Call Me When You Get There

Before I married, at age forty-one (yes for the first time), I had just about had it up to here with friends patting me on the shoulder and saying, “You’ll just know.” They were trying to make me feel better by telling me I would know when the right person came along. They were assuming that the right person would show up, even though my father taught me early on that there are no guarantees in life. I never dreamed of a knight on a horse, or even a banker in a Buick. So my friends thought they were making me feel better when I didn’t even feel bad to start with. I did, however, often feel worse after they fussed over my singlehood all the while regaling me with stories of their idyllic couplings and pictures of their perfect children.

It didn’t seem like the end of the world to me that I might live my whole life without marriage. I suspected it would be more fun with a partner, and there were Friday nights when I felt desperately sorry for myself, but I did not consider pairing up a prerequisite for a fulfilling and happy life.

“Why haven’t you married?” people would ask me. This seemed to me a preposterous question, one that answered itself. I hadn’t married because the right opportunity had not presented itself. The crush from high school didn’t ask, and I didn’t trust—or love—the one who proposed in my twenties. Plus, I think he was drunk at the time.

“Maybe you’re expecting too much,” friends would say, when all I really expected of myself was not to marry for the wrong reasons.

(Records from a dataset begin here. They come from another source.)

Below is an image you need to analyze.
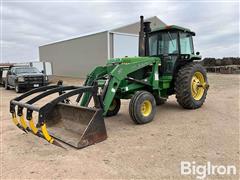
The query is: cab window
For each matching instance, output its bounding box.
[180,33,194,54]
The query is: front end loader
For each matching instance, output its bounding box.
[10,16,209,148]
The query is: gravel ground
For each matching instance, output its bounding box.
[0,74,240,179]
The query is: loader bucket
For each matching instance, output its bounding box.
[45,103,107,148]
[10,83,107,148]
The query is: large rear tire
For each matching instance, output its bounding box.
[175,62,209,109]
[129,91,156,124]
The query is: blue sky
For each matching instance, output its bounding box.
[1,0,239,62]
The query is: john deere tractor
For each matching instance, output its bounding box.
[10,16,209,148]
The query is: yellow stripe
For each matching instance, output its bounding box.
[41,124,54,143]
[29,119,38,134]
[20,115,28,129]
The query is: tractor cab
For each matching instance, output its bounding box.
[148,25,201,75]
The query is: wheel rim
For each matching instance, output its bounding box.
[141,100,152,117]
[191,72,206,100]
[109,99,117,111]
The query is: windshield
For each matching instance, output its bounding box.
[149,32,178,56]
[15,67,39,74]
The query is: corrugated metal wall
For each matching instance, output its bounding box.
[39,31,108,78]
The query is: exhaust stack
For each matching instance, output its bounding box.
[138,16,151,57]
[138,16,145,56]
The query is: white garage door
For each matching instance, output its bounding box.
[113,33,138,58]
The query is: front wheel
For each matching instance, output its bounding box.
[106,98,121,117]
[175,63,209,109]
[15,84,21,93]
[4,80,9,90]
[129,91,156,124]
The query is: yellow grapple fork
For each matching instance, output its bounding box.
[10,84,107,148]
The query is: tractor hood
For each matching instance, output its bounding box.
[107,56,159,65]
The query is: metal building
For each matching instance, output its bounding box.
[39,16,166,78]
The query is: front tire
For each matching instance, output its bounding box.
[106,98,121,117]
[15,85,21,93]
[129,91,156,124]
[175,63,209,109]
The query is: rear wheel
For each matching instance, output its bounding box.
[129,91,156,124]
[175,63,209,109]
[155,97,167,106]
[107,98,121,116]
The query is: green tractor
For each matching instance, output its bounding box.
[10,16,209,148]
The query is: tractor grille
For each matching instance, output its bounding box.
[24,76,43,84]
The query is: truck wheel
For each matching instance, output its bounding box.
[4,81,9,90]
[129,91,156,124]
[15,85,21,93]
[106,98,121,117]
[175,63,209,109]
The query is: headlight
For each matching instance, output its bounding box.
[18,77,24,82]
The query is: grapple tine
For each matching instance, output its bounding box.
[12,113,27,133]
[20,114,31,131]
[29,118,38,134]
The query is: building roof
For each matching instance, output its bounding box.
[152,25,195,35]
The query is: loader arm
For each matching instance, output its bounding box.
[103,58,160,115]
[80,57,160,116]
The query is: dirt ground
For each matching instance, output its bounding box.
[0,74,240,179]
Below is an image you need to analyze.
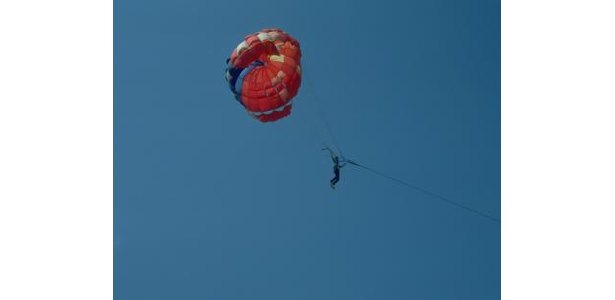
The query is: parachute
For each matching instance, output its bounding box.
[225,29,301,122]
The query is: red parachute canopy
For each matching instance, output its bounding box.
[226,29,301,122]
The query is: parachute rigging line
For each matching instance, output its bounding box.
[342,157,501,223]
[303,74,344,157]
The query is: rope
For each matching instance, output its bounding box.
[346,160,501,223]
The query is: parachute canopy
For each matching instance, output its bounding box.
[226,29,301,122]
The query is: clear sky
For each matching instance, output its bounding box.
[114,0,500,300]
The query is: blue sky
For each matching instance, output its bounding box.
[114,0,500,299]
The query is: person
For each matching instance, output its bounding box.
[322,147,346,189]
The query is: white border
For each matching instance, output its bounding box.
[502,0,615,300]
[0,0,113,300]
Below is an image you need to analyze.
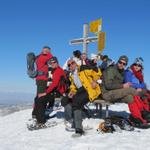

“What are you looking for?” they would surely inquire, and this one I had an answer for: Someone who cares whether I get home safe and sound. Someone besides my parents. I had often joked that the man who said these words to me, preferably while holding me close or leaning in to kiss me, would be the one: “Call me when you get home so I know you’re okay.”

So when, a few days after our first date, as I was preparing to leave my hometown where I was visiting and return to Nashville, where I live, Precious tapped on the driver’s side window as he stood in the parking lot of the coffee shop where he’d bought me a “sweet roll” for breakfast and said, “Please call me the minute you get to Nashville so I won’t worry about you,” I just knew.

 

 

3 responses to “Call Me When You Get There”

  1. Awwwwwwwwww. That was precious. And Precious.

  2. Yes. Love it. And you. And Precious.

    1. Right back at ya, dear friend.